Southern authorities watchful after Solomons quake

A map from the Pacific Tsunami Warning Centre, with the "1" indicating the epicentre of the quake.Southern civil defence staff are on standby but are not expecting an emergency after a tsunami alert issued in the wake of an 8.0 magnitude earthquake near the Solomon Islands.

People in New Zealand are being urged to stay off beaches, and stay out of the sea, rivers and estuaries and to avoiding going sightseeing.

The Ministry of Civil Defence and Emergency Management (MCDEM) said preliminary modelling suggests waves of between 0.2 and 1 metre high would arrive in New Zealand between 6pm and 7pm tonight.

Civil Defence New Zealand issued a tsunami potential threat advisory for many coastal parts of New Zealand including Dunedin and the Clutha District but this has now been downgraded.

A wave between 0.2m and 1m may occur, and was expected to reach the South area between 8pm and 9pm today.

Clutha District Civil Defence staff are on stand-by.

Dunedin City Council civil defence staff say they are not expecting any damage in Dunedin.

As at 4pm today the largest tsunami impact reported was a 90cm wave in the Solomon Islands.

DCC Defence Emergency Management "will continue to monitor the expected risk levels and will communicate any indication of an on-shore risk".

Emergency services on Santa Cruz island have confirmed the tsunami has destroyed three villages on the island. Four villages have been destroyed in the Lata area, Andrew Catford of World Vision told TVNZ.

APNZ contacts in Fiji said Suva was blocked with traffic jams as people tried to move to higher ground.

The Fiji Ministry of Information issued a public warning this afternoon telling all residents in low lying areas to evacuate to high ground for safety.

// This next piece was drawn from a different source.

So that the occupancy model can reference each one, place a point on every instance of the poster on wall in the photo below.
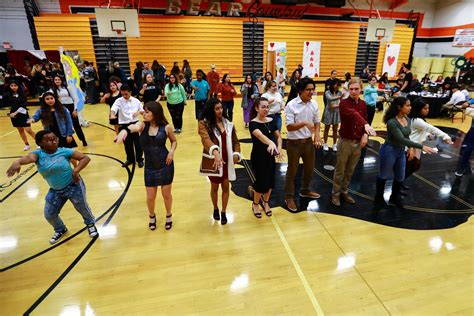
(281, 53)
(311, 58)
(391, 59)
(464, 38)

"Schools in coastal areas are advised to release students and to ensure their safety. School authorities around the country must determine whether students are safe to remain in school - this is especially important for students that live in coastal areas,'' said the warning.

Fiji has issued a tsunami warning for the whole of the country.

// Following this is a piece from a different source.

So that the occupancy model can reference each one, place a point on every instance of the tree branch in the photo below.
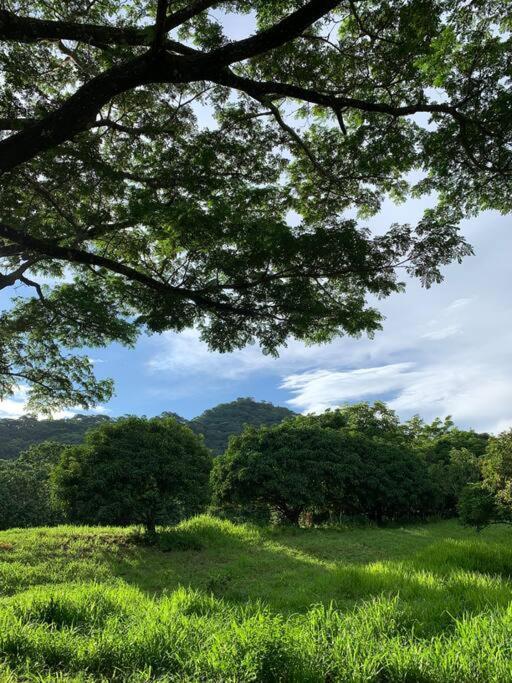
(285, 30)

The potential threat advisory will remain in effect until it is either upgraded to a tsunami warning or a cancellation message is issued, it said.

The epicentre of the powerful quake was 347km east of Kira Kira in the Solomon Islands today at a depth of only 5.8km.

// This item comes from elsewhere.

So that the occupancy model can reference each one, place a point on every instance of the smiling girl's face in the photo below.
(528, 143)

The Pacific Tsunami Warning Centre said the earthquake had "the potential to generate a destructive tsunami that can strike coastlines near the epicentre within minutes''.

A tsunami warning was in effect for the Solomon Islands, Vanuatu, Nauru, Papua New Guinea, Tuvalu, New Caledonia, Kosrae, Fiji, Kiribati, Wallis and Futuna.

Editor of the Solomon Star, Ofani Eremae, said reporters had spoken to people on the ground in remote areas and they confirmed big waves have already hit their shores.

The quake was not felt in Honiara because they were so far away from the epicentre, he said.

Sirens also sounded in Fiji's capital, Suva, an indication that people were being urged to stay inside or go to higher ground.

Residents in Suva said they had been issued with an estimated time of arrival of a tsunami of 4.05pm (5.05pm NZT) this afternoon.

A Ministry of Foreign Affairs and Trade spokeswoman said the ministry was aware of the tsunami watch alert in place for much of the Pacific.

"Our Posts are monitoring the situation and the High Commission in the Solomon Islands has issued an advisory to New Zealanders registered with us as being there on [the] safetravel website.''

MCDEM is advising people to listen to the radio and television for further assessment and updates, and follow instructions of their local Civil Defence authorities.

Locals in the Solomons capital Honiara, 580 kilometres from the epicentre, said the quake was not felt there, but some villages were destroyed, according to a hospital director.

"The information we are getting is that some villages west and south of Lata along the coast have been destroyed, although we cannot confirm this yet,'' the director at Lata Hospital on the main Santa Cruz island of Ndende, told AFP.

A staff member at the Solomons National Disaster Management Office said officials were concerned about the eastern province of Temotu.

"That's the province, which if it is going to have an effect, then they will be the first people to be impacted,'' the official, who did not wish to be named, told AFP.